Art * Memos blame cash-strapped museum's management for wasting golden opportunities to gain grants and gifts.


Internal documents and former and current board members of the debt-ridden Latino Museum of History, Art and Culture claim that the institution's management has mishandled its financial affairs and squandered numerous fund-raising opportunities to keep the museum afloat.

In memos and letters obtained by The Times, museum board treasurer Jess Sotomayor, who resigned in June, current board member Juan Gomez-Quinones, and a volunteer fund-raiser state that the failure to provide coherent and complete financial statements to potential donors has not only doomed efforts to raise money but continues to imperil the 2-year-old museum's future.

Museum director Denise Lugo denied that the museum failed to produce financial information. She also said she had not seen the fund-raising memo. Lugo said all requested information that she knew about had been delivered to potential donors.

"We presented the [financial] information at the board meetings and all of it is here [at the museum] all of the time," said Lugo, who was named interim director in 1996 and promoted to director in 1998. "I've done the best I can."

Museum board chairman Charles Calderon, a former state senator, did not return repeated phone calls seeking comment.

In August, the museum admitted to being at least five months in arrears on several hundred thousand dollars of debt and employee salaries. Since opening its doors in 1998 after an 11-year campaign to get established, it has operated with a skeleton staff and mounted an inconsistent schedule of exhibitions. Lugo, a former college art professor, had no museum administration experience when she was named to the post of director at the museum. There has never been a full-time director of development on staff, despite a $13-million fund-raising goal set by Calderon in 1998.

When the museum's money woes came to light in August, Calderon and Lugo said they were relying on the California Legislature to reallocate $1.6 million in state funds that already had been earmarked for the museum. The state had granted the money in 1999 and 2000, but the funds were meant for educational and capital expenses only. The reallocation bill, sponsored by Assemblyman Martin Gallegos (D-Baldwin Hills) passed in late August. Gov. Gray Davis has until Sept. 30 to sign it into law.

In June, board member Sotomayor resigned, citing the financial situation. "I am tired of asking and not knowing what's going on financially," wrote Sotomayor, a corporate attorney, in his resignation letter to Calderon. "While I do not believe . . . any improprieties are occurring, it does leave me with concerns. At this juncture I would like to believe that these failures are attributable to the inability of the Museum's management to perform its functions."
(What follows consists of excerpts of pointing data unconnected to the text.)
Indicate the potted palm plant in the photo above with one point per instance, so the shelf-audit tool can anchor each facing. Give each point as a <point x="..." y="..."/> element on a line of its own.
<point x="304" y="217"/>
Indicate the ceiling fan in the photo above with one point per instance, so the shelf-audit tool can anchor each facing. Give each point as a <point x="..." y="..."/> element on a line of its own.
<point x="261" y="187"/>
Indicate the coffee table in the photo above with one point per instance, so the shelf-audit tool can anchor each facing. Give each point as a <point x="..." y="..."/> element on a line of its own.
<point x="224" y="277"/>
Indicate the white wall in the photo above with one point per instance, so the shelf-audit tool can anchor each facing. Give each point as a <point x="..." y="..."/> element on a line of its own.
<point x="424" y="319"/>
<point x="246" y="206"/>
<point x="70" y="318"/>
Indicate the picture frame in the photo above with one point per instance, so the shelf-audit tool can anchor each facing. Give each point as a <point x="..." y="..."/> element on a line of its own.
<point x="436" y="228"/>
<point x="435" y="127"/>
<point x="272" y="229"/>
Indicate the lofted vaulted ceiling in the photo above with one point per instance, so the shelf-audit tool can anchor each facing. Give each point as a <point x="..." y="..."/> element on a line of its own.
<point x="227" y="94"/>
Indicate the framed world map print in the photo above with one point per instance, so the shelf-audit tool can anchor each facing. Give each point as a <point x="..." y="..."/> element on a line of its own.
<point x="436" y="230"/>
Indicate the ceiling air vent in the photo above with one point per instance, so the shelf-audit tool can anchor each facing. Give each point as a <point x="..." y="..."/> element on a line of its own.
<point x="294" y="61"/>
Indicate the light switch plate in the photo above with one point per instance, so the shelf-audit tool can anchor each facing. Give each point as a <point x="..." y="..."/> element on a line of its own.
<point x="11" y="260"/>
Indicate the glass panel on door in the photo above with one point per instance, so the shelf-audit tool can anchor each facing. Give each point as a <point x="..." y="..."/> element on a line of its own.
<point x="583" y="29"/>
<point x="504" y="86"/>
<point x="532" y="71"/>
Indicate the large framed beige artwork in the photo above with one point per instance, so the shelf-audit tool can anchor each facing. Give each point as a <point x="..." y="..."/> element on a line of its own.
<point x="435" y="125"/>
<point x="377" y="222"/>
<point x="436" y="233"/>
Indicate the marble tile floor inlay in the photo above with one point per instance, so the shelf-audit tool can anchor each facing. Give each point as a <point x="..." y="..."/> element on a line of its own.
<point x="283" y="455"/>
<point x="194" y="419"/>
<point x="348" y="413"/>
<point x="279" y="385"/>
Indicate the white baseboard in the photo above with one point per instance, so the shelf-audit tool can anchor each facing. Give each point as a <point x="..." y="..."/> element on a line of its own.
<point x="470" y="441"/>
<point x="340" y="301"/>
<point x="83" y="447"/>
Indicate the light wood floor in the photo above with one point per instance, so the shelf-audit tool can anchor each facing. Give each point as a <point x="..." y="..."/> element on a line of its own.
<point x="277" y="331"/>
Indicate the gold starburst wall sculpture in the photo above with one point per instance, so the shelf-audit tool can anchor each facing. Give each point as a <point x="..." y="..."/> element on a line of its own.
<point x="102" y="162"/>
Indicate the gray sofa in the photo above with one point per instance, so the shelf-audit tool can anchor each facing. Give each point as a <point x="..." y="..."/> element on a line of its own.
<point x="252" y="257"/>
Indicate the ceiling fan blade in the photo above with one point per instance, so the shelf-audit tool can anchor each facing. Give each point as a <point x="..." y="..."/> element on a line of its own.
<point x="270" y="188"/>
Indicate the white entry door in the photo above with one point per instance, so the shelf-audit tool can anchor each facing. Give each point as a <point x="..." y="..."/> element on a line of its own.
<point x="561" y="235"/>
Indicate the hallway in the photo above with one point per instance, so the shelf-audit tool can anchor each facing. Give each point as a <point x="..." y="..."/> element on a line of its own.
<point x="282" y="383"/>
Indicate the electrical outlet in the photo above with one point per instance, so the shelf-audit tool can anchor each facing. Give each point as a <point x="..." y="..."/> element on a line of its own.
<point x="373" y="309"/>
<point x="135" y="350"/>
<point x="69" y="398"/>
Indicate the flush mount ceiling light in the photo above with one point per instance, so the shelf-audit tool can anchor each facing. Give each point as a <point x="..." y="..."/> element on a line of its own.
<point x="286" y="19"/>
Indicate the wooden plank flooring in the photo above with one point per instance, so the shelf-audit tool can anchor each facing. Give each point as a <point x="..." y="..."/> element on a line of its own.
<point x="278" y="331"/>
In an August memo addressed to Lugo and Calderon, Gomez-Quinones, a professor of history at UCLA, charged that that no one seemed to be accountable for the finances at the museum.

"As yet, [the museum] has not received a substantial grant from a cultural agency, institution or foundation," he wrote. "The state of [the museum's] finances and how financing was conducted is . . . an incomplete puzzle. . . . Hopefully [the museum] can survive [its] debts."
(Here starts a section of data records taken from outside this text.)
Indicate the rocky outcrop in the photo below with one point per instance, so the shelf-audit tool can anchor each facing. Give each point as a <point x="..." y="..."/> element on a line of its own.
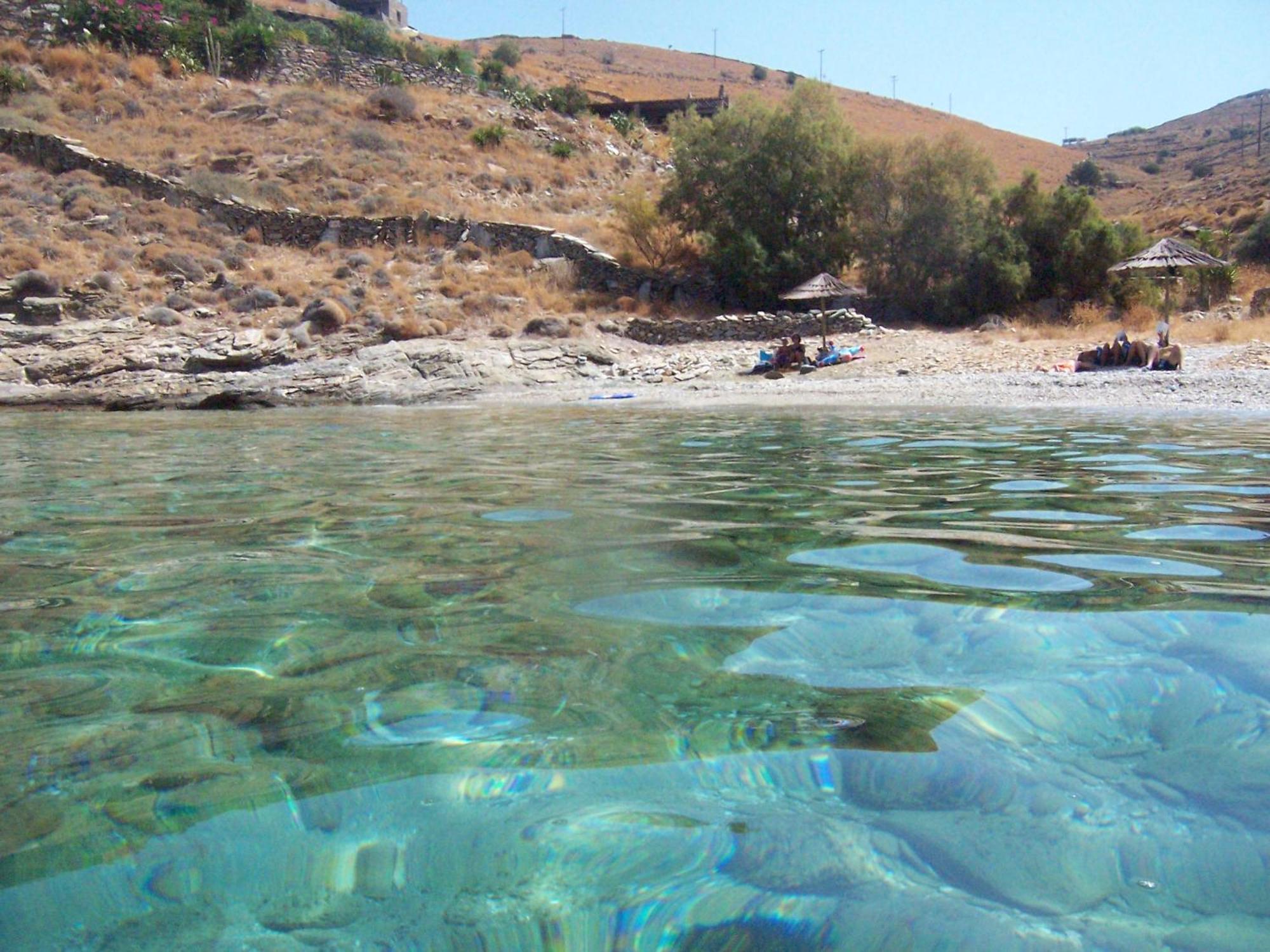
<point x="592" y="268"/>
<point x="129" y="365"/>
<point x="746" y="327"/>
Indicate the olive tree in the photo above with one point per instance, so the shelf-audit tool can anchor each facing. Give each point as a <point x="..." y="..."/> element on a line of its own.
<point x="769" y="188"/>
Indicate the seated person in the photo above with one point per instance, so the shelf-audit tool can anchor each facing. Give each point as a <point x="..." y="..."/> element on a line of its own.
<point x="1165" y="356"/>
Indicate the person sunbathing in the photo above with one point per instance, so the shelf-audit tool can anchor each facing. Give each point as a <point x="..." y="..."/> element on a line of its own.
<point x="792" y="356"/>
<point x="1114" y="355"/>
<point x="1122" y="352"/>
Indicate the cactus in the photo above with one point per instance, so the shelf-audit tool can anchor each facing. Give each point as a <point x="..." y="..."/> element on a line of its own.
<point x="214" y="53"/>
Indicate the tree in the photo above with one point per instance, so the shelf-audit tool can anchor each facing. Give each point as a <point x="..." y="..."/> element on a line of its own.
<point x="1070" y="246"/>
<point x="658" y="241"/>
<point x="1085" y="173"/>
<point x="933" y="238"/>
<point x="770" y="190"/>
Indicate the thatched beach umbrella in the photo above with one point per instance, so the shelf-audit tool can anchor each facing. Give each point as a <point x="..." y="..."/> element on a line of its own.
<point x="1165" y="261"/>
<point x="822" y="288"/>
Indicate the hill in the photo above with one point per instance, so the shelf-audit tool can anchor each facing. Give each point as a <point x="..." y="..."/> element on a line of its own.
<point x="610" y="70"/>
<point x="1201" y="169"/>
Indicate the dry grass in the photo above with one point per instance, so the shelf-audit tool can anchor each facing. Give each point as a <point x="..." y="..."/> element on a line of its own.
<point x="15" y="51"/>
<point x="144" y="69"/>
<point x="322" y="155"/>
<point x="67" y="62"/>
Missing Paperwork, Missed Opportunities

A March internal memo from a volunteer fund-raiser reported that the institution's inability to provide coherent financial information and grant proposal paperwork derailed hoped-for donations from the Rockefeller Foundation and Union Bank of California, and potential gifts of $1 million apiece from three unnamed private sources.

In addition, the fund-raising memo, which Gomez-Quinones also refers to in his memo, states that the museum was denied funding by 18 other corporations and four foundations--including the Walt Disney Co., Coca-Cola and the Ford Foundation--because it was unable to follow required guidelines and meet deadlines.
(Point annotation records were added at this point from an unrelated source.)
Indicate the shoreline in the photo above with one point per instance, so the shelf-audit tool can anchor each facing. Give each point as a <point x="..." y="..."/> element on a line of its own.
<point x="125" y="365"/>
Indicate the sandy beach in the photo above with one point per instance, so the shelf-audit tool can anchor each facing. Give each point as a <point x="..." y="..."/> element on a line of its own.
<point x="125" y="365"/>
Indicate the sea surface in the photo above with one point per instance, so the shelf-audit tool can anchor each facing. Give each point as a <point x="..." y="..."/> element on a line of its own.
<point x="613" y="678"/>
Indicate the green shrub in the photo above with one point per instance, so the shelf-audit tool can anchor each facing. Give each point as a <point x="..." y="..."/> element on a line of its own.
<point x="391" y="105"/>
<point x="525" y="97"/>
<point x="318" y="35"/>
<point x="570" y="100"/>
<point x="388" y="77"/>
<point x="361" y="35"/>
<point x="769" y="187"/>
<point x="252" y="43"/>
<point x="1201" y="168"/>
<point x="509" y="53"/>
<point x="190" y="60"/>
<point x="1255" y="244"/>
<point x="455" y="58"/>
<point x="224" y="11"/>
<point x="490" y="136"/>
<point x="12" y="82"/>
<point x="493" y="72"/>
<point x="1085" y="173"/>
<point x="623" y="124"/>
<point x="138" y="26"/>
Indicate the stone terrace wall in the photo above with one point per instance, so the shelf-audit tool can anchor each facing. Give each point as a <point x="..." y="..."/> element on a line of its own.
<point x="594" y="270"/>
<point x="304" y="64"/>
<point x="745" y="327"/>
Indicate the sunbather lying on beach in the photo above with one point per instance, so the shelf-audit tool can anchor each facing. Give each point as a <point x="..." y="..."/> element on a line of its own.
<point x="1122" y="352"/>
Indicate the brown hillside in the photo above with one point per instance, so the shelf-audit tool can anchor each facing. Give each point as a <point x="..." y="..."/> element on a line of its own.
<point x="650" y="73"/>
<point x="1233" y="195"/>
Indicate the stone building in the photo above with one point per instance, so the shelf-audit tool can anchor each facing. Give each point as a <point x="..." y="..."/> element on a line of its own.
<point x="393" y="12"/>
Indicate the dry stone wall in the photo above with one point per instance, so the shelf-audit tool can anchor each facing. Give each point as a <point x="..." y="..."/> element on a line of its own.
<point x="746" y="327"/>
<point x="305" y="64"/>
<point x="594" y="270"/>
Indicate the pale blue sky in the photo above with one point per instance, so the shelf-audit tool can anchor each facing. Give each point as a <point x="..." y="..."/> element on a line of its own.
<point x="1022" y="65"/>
According to the fund-raising memo, in conversations in February the Rockefeller Foundation agreed to "waive the yearlong approval process for grants" and provide an unspecified amount of money for the museum's Cesar Chavez photo exhibit, which opened in March.

"We were very interested in the idea," said Rockefeller Foundation program officer Tomas Ybarra-Fausto. "But we never got a proposal."

Lugo said she sent in a proposal.

The March memo also cites Union Bank of California as eager to provide a donation for educational programs. Again, necessary documents were not forthcoming, according to the memo and executives at the bank.

Lugo said she was not aware of a request for information from Union Bank.

The memo further states that "three key individuals" were interested in donating $1 million each.

The volunteer fund-raiser, who did not want to be identified, said in an interview that Lugo did not follow up and the donors lost interest.

Lugo says she never knew of the individual donors.